Last Updated on October 26, 2018, by eNotes Editorial. Word Count: 698
Junot Díaz tells a brutal, but irresistible, story in The Brief Wondrous Life of Oscar Wao. Through the eyes of various narrators, readers enter the frightening world of a Dominican Republic family living in New Jersey. The characters’ lives are overflowing with injustices, unrequited love, lost opportunities, physical cruelties, and as one narrator points out, an ancient Dominican curse called fukú.
The background of the story takes place in the Dominican Republic under the fearsome dictatorship of Rafael Trujillo, a man who, according to one narrator, imprisoned, tortured, and murdered thousands for merely looking at him in the wrong way. Oscar, the character around whom this novel revolves, had a grandfather who was imprisoned for almost two decades because he refused to bring his oldest daughter to meet Trujillo. A few years after the doctor was sentenced, only one of his daughters remained alive. The rest of the family had been victims of the fukú, a curse of doom that would continue to track down the doctor’s descendants.
Beli, the surviving daughter who would become Oscar’s mother, grew into a dark-skinned, tall, and big-breasted young woman—an object of lust and jealousy in her small Dominican village. Her tia (aunt) La Inca tried her best to raise Beli properly, but Beli was strong-willed and eager for more than her aunt could provide. In her naivety and desire for excitement, Beli falls in love with one of Trujillo’s men, hoping that he (referred to only as Gangster) would cure her boredom. Gangster, unfortunately, is a married man. His wife, even more unfortunately, is Trujillo’s sister. One night, Beli is beaten, many of her bones are broken, and she is left in a cane field to die. She does not die, but she comes close. In order to protect her, her aunt sends her to New Jersey. There, Beli recovers and marries a man who sticks around only long enough to twice impregnate her. She has a daughter, Lola, and a son, Oscar.
Lola is strong, beautiful, and determined. Oscar turns out to be quite the opposite. He is very overweight and hides behind science fiction books (both reading and writing them) and in front of the screens of video games. Oscar longs for friends, especially girlfriends, but if his looks do not scare the girls away, his lack of social skills certainly does. He comes close, one time, with Ana Obregón. But it turns out that Ana just wants a friend to talk to. Ana already has a boyfriend, Manny, who often punches her in the face. At one point, Oscar takes a gun and waits for Manny to come home. Oscar wants to kill him. Fortunately, Manny does not come home that night, but the idea of death has entered Oscar’s mind, and twice he tries to kill himself.

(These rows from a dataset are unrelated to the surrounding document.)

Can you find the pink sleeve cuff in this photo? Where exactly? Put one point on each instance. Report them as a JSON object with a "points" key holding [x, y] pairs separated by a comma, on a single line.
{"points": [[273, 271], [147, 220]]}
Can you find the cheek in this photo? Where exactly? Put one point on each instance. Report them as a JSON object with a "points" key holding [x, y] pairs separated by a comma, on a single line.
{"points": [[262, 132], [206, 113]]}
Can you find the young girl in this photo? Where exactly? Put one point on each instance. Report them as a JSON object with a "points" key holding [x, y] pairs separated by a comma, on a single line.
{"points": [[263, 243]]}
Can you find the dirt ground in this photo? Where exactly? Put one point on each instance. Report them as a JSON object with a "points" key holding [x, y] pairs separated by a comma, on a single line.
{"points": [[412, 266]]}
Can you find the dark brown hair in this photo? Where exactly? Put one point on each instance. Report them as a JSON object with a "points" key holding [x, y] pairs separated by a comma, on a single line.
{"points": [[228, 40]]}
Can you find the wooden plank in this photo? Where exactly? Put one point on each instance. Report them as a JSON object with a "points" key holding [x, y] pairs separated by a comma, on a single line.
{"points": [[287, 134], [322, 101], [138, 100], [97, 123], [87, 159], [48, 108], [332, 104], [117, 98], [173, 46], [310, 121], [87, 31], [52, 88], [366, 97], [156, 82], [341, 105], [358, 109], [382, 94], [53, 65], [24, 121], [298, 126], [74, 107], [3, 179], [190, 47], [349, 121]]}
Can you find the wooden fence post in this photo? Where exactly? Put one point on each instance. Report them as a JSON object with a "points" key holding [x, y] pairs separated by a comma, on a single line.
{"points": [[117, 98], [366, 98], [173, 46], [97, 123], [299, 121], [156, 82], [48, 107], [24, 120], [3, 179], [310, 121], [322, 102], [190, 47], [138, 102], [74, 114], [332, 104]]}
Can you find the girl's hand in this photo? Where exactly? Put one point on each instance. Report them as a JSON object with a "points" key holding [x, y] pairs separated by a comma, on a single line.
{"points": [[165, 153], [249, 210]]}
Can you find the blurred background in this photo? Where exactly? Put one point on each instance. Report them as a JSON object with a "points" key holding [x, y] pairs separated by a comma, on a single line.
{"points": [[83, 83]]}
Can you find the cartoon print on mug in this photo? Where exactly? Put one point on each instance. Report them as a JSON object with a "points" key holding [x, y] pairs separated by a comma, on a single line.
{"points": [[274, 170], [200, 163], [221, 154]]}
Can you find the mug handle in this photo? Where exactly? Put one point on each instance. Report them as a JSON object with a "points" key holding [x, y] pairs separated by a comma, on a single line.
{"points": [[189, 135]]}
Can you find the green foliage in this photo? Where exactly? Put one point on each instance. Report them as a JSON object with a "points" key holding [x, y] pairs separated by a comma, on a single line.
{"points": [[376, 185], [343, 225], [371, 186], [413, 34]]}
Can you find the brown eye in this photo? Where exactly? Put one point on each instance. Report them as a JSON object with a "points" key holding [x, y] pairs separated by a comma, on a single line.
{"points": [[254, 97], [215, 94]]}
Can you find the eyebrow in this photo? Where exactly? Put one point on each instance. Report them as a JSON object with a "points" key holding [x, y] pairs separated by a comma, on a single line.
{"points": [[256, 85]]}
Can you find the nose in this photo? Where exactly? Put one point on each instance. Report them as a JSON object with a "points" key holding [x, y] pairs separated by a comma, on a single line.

Oscar’s mom decides he needs a taste of his roots. So she sends him to La Inca in the Dominican Republic. Once there, Oscar falls obsessively in love with a prostitute who lives two houses down the block. Ybón is several years older than Oscar but enjoys his company. They spend a lot of time together in her house, at the beach, and at the movies. Word gets out, unfortunately, to Ybón’s suitor, a Dominican cop referred to only as the "capitán." Although Oscar and Ybón’s relationship is merely platonic (despite Oscar’s fantasies), Oscar is badly beaten one night and, like his mother before him, left to die in the cane fields. Oscar also survives and returns to New Jersey. Oscar is still young (in his early twenties by then) and vulnerable. While he heals, he can think of nothing but Ybón and plans his return.
When he gets back to the Dominican Republic, he tells Ybón he loves her. He wants desperately to have sex, which she finally agrees to, though she is extremely frightened that the capitán will discover them, which he does. Oscar is beaten again, and this time he dies of his injuries. However, he does not die a virgin, which was one of his greatest fears.